As a research and development shop that builds security tools, we do a lot of stuff that other security tools would consider bad. For example, if I were to deploy a UBA and one of its criteria is “Secure Shell (SSH) is suspicious,” I’m going to get several alerts or need to do a ton of whitelisting that may even increase my risk, or a combination of both. Likewise, if you happen to be downloading malware samples that pass through your NIDS … well, as they say, “Hang on tight.”

By contrast, if you’re a retail organization, where SSH on your network would be suspicious since it’s probably something only a few of your administrators are doing, perhaps, for you, a UBA might drop in right out of the box and be an effective tool in your security posture.
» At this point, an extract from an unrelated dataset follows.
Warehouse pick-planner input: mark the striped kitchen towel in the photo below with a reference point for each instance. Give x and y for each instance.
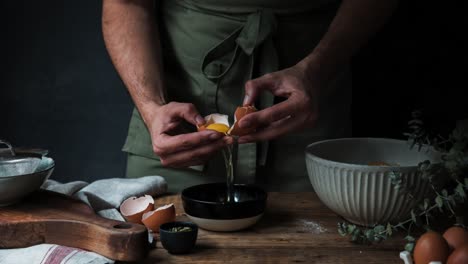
(105, 197)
Or what if your business is somewhere in between – for example, you are developing tools in a cloud environment, but also have normal business operations like financial planning and accounting (FPA) or human resources (HR)? In that case, tool selection gets more complicated. Each of your supported groups will likely have different threat models that need to be monitored differently – call it bespoke monitoring to go with our bespoke network. How do you secure those FPA and HR people while not burning through Security Operations Center (SOC) analysts because of the pile of false positives coming out of your development team? How do you secure that team?

The answer: network segmentation and tool routing.

More Nuanced Network Segmentation

Yes, I hear you, “I’ve got a DMZ and a management zone, I’m segmented already.” I challenge that you can do better and grow your security posture with even more nuanced segmentation.  Segmentation is generally viewed as a method to contain lateral movement, but I claim that we can expand this definition to encompass a strategy to contain lateral movement and provide situationally targeted security monitoring. 

By recognizing the different behavioral scopes previously discussed, you can start segmenting based on security requirements. This isn’t a new concept. In James Rome’s paper “Enclaves and Collaborative Domains,” he notes that segmentation “is required when the confidentiality, integrity or availability of a set of resources differs from those of the general computational environment.” Does that sound familiar? You can solve this problem when you move into a micro-segmented environment – part one of the solution.

Part two is getting the data from each segment to the correct tools.

Figure 1: Micro-segments with tool-specific routing.

Figure 1 shows how micro-segmentation looks at Gigamon – well, a bit. I’ve purposefully not added much detail so you don’t attack me. But the graphic does show that we’re considering tools based on how to properly monitor each group. For example, with my HR and FPA teams, a UBA could be very effective at finding unusual behavior such as SSH on the segment or unusual client-client interactions. On the lab network, however, the UBA would likely gurgle blood while a NIDS looking for file hashes could be useful since, even in testing, I don’t expect engineers to be shipping malware around. Additionally, for tools that are of uniform use, like my SIEM, I can route all traffic to it. In my real use case, I don’t do this because I find that targeted metadata is easier to work with and so instead, I generate that off of all my traffic, and route the details that interest me into my SIEM for intel bumping and alerting.

Through a combination of smart segmentation and selective traffic routing to tools, you can gain much better visibility into your network and, at the same time, create high-fidelity data to work with. This approach helps you better pair tools with workloads, which in the long run, can lower your tool expenditure since you may need less boxes to cover the various targeted segments. What’s more, with intelligent tool routing, you can also skip sending traffic you have whitelisted – for example, Netflix – from even hitting the tools, thus lowering the overall tool spend as your network scales up.

 

Jack is principal information security engineer at Gigamon, responsible for managing the company’s internal security team – conducting security operations, security architecture and incident response. A hands-on, seasoned operations manager with a focus on quality and … View Full Bio

Article source: https://www.darkreading.com/partner-perspectives/gigamon/get-smart-about-network-segmentation-and-traffic-routing/a/d-id/1331845?_mc=rss_x_drr_edt_aud_dr_x_x-rss-simple

Signal bugs, car hack antics, the Adobe flaw you may have missed, and much more

Roundup Here’s your guide to this week’s infosec news beyond what we’ve already covered.

ICE’s extreme vetting plan melts away

US Customs won’t getting their massive terror predicting system after all. It’s reported that America’s immigration cops – ICE – have abandoned its call for the development of an artificially intelligent tool that would be able to predict whether a person entering the country was secretly a terrorist, based on social networking activity.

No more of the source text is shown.